Hacker News

The link was to show Coq's floating point library.

> As a concrete example, how would you prove an implementation of a Kalman filter is correct?

This would be fun enough to implement if I had more time. But I need to spend time with my family. I'm usually loathe to just post LLM output, but in this case, since you're looking just for the gist, and I don't have the time to write it out in detail, here's some LLM output: https://pastebin.com/0ZU51vN0

Based on a quick skim, I can vouch for the overall approach. There's some minor errors/things I would do differently, and I'm extremely doubtful it typechecks (I didn't use a coding agent, just a chat window), but it captures the overall idea and gives some of the concrete syntax. I would also probably have a third implementation of the 1-d Kalman filter and would prefer some more theorems around the correctness of the Kalman filter itself (in addition to numerical stability). And of course a lot of the theorems are just left as proof stubs at the moment (but those could be filled in given enough time).

But it's enough to demonstrate the overall outline of what it would look like.

The overall approach I would have with floating point algorithms is exemplified by the following pseudo-code for a simple single argument function. We will first need some floating point machinery that establishes the relationship between floating point numbers and real numbers.
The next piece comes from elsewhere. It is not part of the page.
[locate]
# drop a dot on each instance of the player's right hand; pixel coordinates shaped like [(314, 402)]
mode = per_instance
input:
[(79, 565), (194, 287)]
  # Calculates the corresponding real number from the sign, mantissa, and exponent
  floatToR : Float -> R
  
  # Logical predicate that holds if and only if x can be represented exactly in floating point
  IsFloat(x: R)

Then define a set of three functions, `f0` which is on the idealized reals, `f1` which is on floating point numbers as mechanically defined via binary mantissa, exponent, and sign, and `f2` which is on the finite subset of the reals which have an exact floating point representation.

  f0 : R -> R
  f1 : Float -> Float
  f2 : (x : R) -> IsFloat(x) -> R

The idea here is that `f0` is our "ideal" algorithm. `f1` is the algorithm implemented with exact adherence to low-level floating point operations. And `f2` is the ultimate algorithm we'll extract out to runnable code (because it might be extremely tedious, messy, and horrendous for runtime performance, to directly tie `f1`'s explicit representation of mantissa, exponent, and sign, which is likely some record structure with various pointers, to the machine 32-bit float).

Then I prove the exact correspondence between `f1` and `f2`.

  f1_equal_to_f2 : forall (x: R), (isFloatProof: IsFloat(x)) -> f1(floatToR(x)) = floatToR(f2(x, isFloatProof))

This gives the following corollary FWIW.

  f2_always_returns_floats : forall (x: R), IsFloat(x) -> IsFloat(f2(x))

This lets me throw away `f1` and work directly with `f2`, which lets me more easily relate `f2` and `f0` since they both work on reals and I don't need to constantly convert between `Float` and `R`.

So then I prove numerical stability on `f2` relative to `f0`. I start with a Wilkinson style backwards error analysis.

  f2_is_backwards_stable : forall (x: R), exists (y: R), IsFloat(x) -> f2(x) = f0(y) and IsCloseTo(y, x)

Then, if applicable, I would prove a forward error analysis (which requires bounding the input and then showing that overflow doesn't happen and optionally underflow doesn't happen)

  f2_is_forwards_stable : forall (x: R), IsFloat(x) -> IsReasonablyBounded(x) -> IsCloseTo(f2(x), f0(x))

And then given both of those I might then go on to prove some conditioning properties.

Then finally I extract out `f2` to runnable code (and make sure that compilation process after that has all the right floating point flags, e.g. taking into consideration FMA or just outright disabling FMA if we didn't include it in our verification, making sure various fast math modes are turned off, etc.).